それによって、こちらの要望の意図は汲み取ってくれたらしい。危惧していた不用意な争いも、警戒も、届けられた親書からは確認されない。
こちら側が交渉の条件として出した、国家魔術師の派遣に関する内容は、概ね受け入れられているようだった。
寧ろ、向こうとしては想定よりも待遇が良かったのか、不安になる旨も記されていたが、こちらとしては大きな損失はない。国家魔術師をそのまま派遣し、向こうに置くというなら話は変わってくるが、知識の流出は止めようと思って止められるものでもなければ、止めても利益を生むものではない。
もちろん、知識の秘匿性が大事になる場面もあるかもしれないが、学術に近い魔術の知識は共有し、様々な解釈を持つ人物が増えた方が更なる発展に繋がることは間違いない。その部分はハイネセンだけでなく、ラングやエルも思っているようだった。
国家魔術師の派遣による外交。それにベルを同行させて、竜と対面できるように手引きしてもらう。問題はこの後の部分だったのだが、ここについてもウルカヌス王国側はできる限りの協力を約束してくれるようだった。
竜との対面がどれほど危険か、ハイネセン達エアリエル王国の人間よりも、ウルカヌス王国の人間の方が良く分かっていることだろう。
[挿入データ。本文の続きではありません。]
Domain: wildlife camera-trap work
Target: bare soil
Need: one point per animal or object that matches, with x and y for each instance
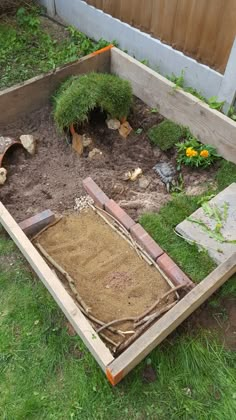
(52, 178)
(109, 275)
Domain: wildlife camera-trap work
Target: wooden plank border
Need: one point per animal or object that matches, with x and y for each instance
(209, 125)
(82, 326)
(22, 99)
(170, 321)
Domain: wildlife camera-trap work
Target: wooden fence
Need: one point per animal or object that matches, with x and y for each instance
(203, 29)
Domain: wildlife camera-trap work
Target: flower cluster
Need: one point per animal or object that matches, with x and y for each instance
(193, 153)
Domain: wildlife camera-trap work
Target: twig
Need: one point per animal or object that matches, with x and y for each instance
(83, 307)
(123, 229)
(46, 228)
(137, 334)
(65, 274)
(126, 235)
(99, 322)
(140, 317)
(115, 321)
(109, 340)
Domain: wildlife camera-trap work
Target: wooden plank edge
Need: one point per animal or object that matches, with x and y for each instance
(123, 364)
(36, 223)
(209, 125)
(91, 339)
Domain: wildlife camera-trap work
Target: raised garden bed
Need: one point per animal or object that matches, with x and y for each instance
(210, 126)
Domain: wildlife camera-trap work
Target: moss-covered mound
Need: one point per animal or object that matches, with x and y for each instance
(166, 134)
(79, 95)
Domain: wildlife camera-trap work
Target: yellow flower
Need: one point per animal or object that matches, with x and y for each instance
(204, 153)
(190, 152)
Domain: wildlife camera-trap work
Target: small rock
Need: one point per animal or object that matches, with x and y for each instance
(157, 152)
(144, 182)
(77, 143)
(29, 143)
(87, 141)
(113, 124)
(3, 176)
(94, 153)
(133, 175)
(125, 129)
(195, 189)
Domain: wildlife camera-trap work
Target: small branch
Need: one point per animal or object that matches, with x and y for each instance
(46, 228)
(152, 317)
(137, 334)
(157, 302)
(115, 321)
(70, 280)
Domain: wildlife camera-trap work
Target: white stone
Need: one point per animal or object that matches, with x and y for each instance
(29, 143)
(3, 176)
(113, 124)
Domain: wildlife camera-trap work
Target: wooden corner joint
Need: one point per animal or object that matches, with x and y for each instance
(114, 380)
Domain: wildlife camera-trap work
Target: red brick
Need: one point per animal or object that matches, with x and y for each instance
(34, 224)
(174, 273)
(112, 207)
(99, 197)
(145, 240)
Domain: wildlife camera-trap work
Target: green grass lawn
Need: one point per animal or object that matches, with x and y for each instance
(27, 49)
(48, 374)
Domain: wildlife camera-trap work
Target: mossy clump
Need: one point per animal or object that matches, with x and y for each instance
(79, 95)
(166, 134)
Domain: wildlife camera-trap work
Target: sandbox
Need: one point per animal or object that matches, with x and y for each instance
(145, 272)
それでも、協力すると明言したからには、接触しても問題ないと判断したということのはずだ。
その部分は良かったが、問題はそこに付随する相手側からの条件だった。
竜との対面を手引きすること自体はいいが、そのために一つだけウルカヌス王国側が求める条件があるとそこには記され、その条件がその後に書かれていた。その一文を目にし、ハイネセンは思わず目を大きく見開き、親書を破りそうになるほど、手に力が籠ってしまう。
「正気か……?」
思わずそう口に出してしまうほどに、そこに書かれた条件はハイネセンからして信じられないものだった。
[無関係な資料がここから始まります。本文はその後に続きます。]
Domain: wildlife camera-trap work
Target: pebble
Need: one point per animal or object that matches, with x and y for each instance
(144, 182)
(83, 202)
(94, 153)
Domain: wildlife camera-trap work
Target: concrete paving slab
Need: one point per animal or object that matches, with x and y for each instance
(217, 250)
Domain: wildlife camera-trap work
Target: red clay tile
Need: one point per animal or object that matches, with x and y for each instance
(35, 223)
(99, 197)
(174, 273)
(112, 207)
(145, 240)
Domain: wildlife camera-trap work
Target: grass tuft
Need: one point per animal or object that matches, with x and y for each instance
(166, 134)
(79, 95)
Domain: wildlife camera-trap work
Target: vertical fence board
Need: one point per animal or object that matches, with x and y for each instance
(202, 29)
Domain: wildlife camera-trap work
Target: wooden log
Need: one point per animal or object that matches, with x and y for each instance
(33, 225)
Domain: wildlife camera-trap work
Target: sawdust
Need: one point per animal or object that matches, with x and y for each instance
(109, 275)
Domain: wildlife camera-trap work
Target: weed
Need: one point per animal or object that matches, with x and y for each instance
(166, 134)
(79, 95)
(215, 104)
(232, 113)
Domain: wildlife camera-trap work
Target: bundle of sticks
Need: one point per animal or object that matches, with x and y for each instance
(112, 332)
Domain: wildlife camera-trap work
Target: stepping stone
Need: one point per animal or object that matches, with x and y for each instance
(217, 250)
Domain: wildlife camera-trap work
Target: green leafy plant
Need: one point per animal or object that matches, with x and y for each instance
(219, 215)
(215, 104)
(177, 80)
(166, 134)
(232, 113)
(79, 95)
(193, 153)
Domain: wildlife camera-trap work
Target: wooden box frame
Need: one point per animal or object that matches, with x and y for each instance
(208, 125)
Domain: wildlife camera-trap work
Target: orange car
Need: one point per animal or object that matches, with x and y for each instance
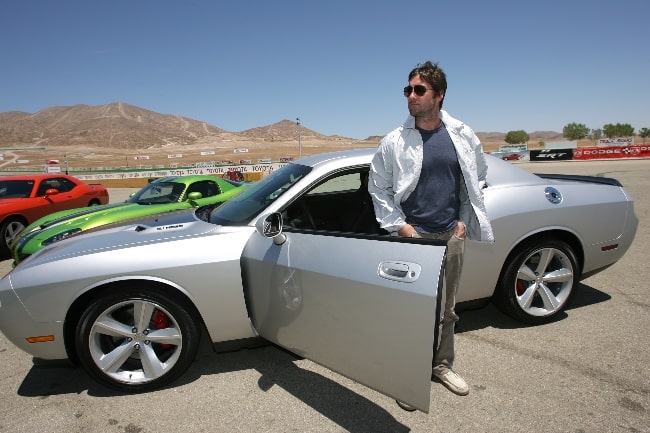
(26, 198)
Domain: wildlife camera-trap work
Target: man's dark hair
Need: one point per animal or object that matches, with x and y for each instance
(434, 75)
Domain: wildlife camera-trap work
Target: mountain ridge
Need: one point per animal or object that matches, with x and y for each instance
(120, 125)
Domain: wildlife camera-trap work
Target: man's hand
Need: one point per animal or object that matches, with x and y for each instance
(461, 230)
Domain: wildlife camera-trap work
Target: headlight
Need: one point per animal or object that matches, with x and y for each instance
(60, 236)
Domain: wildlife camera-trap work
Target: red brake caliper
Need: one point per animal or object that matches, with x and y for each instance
(161, 321)
(520, 288)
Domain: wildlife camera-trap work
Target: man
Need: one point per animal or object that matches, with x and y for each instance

ゆっくりと息を飲み、親書をテーブルの上に置いてから、ハイネセンは頭を抱える。
「正気か……?」
再び呟いてしまいながら、ハイネセンはそこに書かれた条件が見間違いではないことを確認する。
「竜との接触に際して、第一王子が同行すること……」
ウルカヌス王国からの条件は、魔王と竜の対面を希望するものだった。